= Roger Woolhouse =

English philosopher

Roger Stuart Woolhouse (15 February 1940 - 24 September 2011) was an English philosopher, an expert on empiricism and rationalism and a biographer of John Locke.

==Biography==
He was born in Wath-upon-Dearne and educated at Saltburn Primary School, Sir William Turner's Grammar School, London University (philosophy) and then Selwyn College, Cambridge for his Doctorate.

From 1969 until his retirement in 2001, Woolhouse worked in the Department of Philosophy at the University of York.

Cambridge University Press requested Woolhouse write a biography of Locke, the last major biography being Maurice Cranston's 1957 work. Woolhouse's biography appeared in 2007.

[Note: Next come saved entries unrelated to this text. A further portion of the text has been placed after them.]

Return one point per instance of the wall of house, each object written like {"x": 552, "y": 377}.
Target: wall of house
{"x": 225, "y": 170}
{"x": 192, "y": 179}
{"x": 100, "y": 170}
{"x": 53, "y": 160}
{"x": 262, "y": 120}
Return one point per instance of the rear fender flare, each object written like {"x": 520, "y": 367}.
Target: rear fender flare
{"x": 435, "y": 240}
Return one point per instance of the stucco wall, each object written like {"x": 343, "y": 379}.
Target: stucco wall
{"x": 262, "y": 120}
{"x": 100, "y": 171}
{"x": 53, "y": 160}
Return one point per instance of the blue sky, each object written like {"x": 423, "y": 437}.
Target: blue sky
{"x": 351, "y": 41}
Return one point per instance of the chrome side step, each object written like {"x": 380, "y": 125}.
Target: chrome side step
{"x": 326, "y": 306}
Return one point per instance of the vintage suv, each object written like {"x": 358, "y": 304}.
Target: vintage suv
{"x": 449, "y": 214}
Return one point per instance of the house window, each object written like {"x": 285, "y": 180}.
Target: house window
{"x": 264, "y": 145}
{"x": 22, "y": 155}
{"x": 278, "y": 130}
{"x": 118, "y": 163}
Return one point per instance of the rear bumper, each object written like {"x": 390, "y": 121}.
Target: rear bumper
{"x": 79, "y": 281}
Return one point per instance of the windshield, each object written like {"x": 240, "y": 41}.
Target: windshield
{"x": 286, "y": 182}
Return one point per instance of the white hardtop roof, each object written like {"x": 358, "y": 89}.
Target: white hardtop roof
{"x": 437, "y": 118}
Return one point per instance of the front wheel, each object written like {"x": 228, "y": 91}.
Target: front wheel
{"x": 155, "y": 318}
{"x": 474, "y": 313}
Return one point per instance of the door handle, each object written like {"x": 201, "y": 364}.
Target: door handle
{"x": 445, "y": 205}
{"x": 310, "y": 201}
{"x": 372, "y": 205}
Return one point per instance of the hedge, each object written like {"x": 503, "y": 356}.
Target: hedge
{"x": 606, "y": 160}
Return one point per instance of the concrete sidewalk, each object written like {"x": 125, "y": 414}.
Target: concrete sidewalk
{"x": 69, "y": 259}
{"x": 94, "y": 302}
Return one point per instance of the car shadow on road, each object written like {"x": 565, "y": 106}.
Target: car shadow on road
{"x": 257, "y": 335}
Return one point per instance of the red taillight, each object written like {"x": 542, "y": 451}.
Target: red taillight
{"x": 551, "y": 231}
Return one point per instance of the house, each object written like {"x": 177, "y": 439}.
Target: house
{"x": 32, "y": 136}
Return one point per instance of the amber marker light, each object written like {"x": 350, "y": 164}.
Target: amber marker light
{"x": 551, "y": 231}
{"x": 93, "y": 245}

He died in 2011. After his death, York's Department of Philosophy founded the Roger Woolhouse Prize, an annual £500 prize awarded to MA Philosophy students.

==Works==
- Locke (Prentice Hall / Harvester Wheatsheaf, 1984).
- The Empiricists (Oxford University Press, 1988).
- Descartes, Spinoza, Leibniz: The Concept of Substance in Seventeenth Century Metaphysics (Routledge, 1993).
- "Locke: A Biography" (2007)
- Starting with Leibniz (Continuum, 2010).